Series director Yoko Taro spoke those words in a 2014 interview for Drakengard 3. He was talking about the 9/11 terror attacks, and how that influenced Nier. I could understand where he was coming from; it was always a bit insane that videogames could gleefully praise the player for killing 100 enemies. Even though they’re abstract entities created specifically for the player to defeat, it’s just plain weird when you think about it. What kind of normal person would take glee in the deaths of a hundred people? This is a trick question, of course. Most games don’t really see that as an important question to ask - and it largely isn’t. At the end of the day, your foes are an abstraction, a challenge to overcome, nothing more than an obstacle unless the game deems it important for the story. For a while I thought this was just a bit of navel gazing from a developer with a lot to say.

And so Nier plays out as so many stories do, with a damsel in distress and a hero to rescue her, alongside the hero’s true friends and companions. He goes about the world, saving people and killing the monsters that roam across the land. All in a bid to defeat the dark lord and rescue the girl. The journey is fraught with peril, with loss and betrayal, with trials that test the hero’s resolve. On the surface, it’s formulaic.

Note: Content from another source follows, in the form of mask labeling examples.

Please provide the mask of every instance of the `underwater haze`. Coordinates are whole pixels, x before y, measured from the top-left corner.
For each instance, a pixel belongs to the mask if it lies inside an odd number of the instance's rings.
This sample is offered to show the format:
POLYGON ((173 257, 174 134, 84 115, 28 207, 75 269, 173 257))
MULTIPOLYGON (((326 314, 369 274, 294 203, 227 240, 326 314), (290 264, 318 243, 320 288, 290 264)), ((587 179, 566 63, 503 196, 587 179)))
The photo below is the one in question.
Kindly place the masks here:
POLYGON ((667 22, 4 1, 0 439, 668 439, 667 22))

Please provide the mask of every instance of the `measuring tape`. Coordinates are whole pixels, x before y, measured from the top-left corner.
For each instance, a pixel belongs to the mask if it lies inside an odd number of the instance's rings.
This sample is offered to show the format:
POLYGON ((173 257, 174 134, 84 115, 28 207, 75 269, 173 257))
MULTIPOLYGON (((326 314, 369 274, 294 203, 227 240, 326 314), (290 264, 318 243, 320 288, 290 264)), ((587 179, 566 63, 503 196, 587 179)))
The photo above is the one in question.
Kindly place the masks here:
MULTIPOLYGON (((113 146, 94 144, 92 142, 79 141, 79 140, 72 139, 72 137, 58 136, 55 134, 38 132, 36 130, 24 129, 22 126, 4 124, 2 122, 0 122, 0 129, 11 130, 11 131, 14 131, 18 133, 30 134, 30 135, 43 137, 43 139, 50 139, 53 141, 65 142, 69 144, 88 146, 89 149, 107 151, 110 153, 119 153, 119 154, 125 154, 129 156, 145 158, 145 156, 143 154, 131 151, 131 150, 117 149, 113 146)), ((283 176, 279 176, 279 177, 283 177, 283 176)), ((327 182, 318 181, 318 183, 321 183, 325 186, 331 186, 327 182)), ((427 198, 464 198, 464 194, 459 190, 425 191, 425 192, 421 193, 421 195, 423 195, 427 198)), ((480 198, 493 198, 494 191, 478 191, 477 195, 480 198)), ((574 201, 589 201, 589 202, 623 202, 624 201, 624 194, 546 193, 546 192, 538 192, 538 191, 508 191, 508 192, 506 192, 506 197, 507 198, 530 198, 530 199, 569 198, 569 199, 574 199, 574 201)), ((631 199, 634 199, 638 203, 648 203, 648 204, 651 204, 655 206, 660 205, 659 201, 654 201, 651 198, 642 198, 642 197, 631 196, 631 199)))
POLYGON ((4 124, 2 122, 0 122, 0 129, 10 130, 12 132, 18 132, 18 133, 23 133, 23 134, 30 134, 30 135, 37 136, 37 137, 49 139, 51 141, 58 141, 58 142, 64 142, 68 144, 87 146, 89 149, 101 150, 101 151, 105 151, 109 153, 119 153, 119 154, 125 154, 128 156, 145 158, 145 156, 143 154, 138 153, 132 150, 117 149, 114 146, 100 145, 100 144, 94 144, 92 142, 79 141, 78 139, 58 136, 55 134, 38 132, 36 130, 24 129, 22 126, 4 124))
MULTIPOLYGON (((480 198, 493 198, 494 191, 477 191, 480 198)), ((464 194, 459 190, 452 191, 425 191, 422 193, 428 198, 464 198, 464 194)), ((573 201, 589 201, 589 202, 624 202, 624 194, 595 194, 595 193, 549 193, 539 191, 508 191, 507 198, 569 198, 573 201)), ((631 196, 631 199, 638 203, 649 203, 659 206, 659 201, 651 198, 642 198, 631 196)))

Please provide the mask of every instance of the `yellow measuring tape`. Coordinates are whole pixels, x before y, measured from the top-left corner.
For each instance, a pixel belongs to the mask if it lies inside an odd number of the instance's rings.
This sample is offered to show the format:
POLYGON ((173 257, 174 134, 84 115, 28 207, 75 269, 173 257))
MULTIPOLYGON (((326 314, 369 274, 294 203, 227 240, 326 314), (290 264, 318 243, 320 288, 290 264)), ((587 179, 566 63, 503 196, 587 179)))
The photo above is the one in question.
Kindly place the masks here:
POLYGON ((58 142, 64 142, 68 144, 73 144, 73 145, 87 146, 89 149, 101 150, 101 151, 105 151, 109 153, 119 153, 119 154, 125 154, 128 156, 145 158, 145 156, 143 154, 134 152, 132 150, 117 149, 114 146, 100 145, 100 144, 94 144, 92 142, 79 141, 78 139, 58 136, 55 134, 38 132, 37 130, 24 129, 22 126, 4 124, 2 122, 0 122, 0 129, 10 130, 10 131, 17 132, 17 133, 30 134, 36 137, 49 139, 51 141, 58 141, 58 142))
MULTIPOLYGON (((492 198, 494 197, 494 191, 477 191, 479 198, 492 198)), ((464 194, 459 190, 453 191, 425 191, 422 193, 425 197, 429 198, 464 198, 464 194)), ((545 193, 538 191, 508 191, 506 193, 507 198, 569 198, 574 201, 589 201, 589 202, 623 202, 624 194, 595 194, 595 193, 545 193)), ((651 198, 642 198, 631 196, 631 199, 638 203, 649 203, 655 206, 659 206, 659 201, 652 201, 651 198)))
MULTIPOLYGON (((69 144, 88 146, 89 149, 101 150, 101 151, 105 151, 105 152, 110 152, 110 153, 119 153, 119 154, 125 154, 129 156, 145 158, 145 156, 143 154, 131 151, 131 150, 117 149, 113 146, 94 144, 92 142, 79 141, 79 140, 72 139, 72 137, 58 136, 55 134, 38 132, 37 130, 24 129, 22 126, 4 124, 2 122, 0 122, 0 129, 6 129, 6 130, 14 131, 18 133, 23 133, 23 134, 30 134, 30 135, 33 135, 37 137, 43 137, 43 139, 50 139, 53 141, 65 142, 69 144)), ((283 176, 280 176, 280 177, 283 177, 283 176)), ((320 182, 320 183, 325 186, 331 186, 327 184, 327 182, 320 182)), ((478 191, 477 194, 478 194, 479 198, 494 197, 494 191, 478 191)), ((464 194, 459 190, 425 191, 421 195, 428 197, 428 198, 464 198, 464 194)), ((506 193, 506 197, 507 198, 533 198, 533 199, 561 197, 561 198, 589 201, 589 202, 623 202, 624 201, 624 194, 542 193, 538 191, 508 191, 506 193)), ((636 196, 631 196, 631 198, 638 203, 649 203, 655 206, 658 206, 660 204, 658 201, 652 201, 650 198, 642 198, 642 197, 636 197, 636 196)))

Yet the story that Nier tells is so much deeper, so much richer than that.

While other games like The Last of Us 2 will spare the player no mercy with how it portrays the protagonists as flawed individuals, Nier takes the slow approach. The nameless protagonist has a cause that many would say is undeniably just - his sister Yonah is in trouble. He will do anything to save her. And he does. His single-minded determination drives him throughout the entire game. Sure, he sounds a little too eager to kill shades - the mindless, shambling foes that threaten humanity - but it’s hard not to empathize with that. After all, they’re violent monsters that kill anything that approaches. They can’t be reasoned with.They are abstract entities created specifically for the player to defeat. And they drop useful items like medicinal herbs, healing salves, and stat-boosting consumables, alongside vendor trash like rusty knives, scrap metal, and schoolbooks.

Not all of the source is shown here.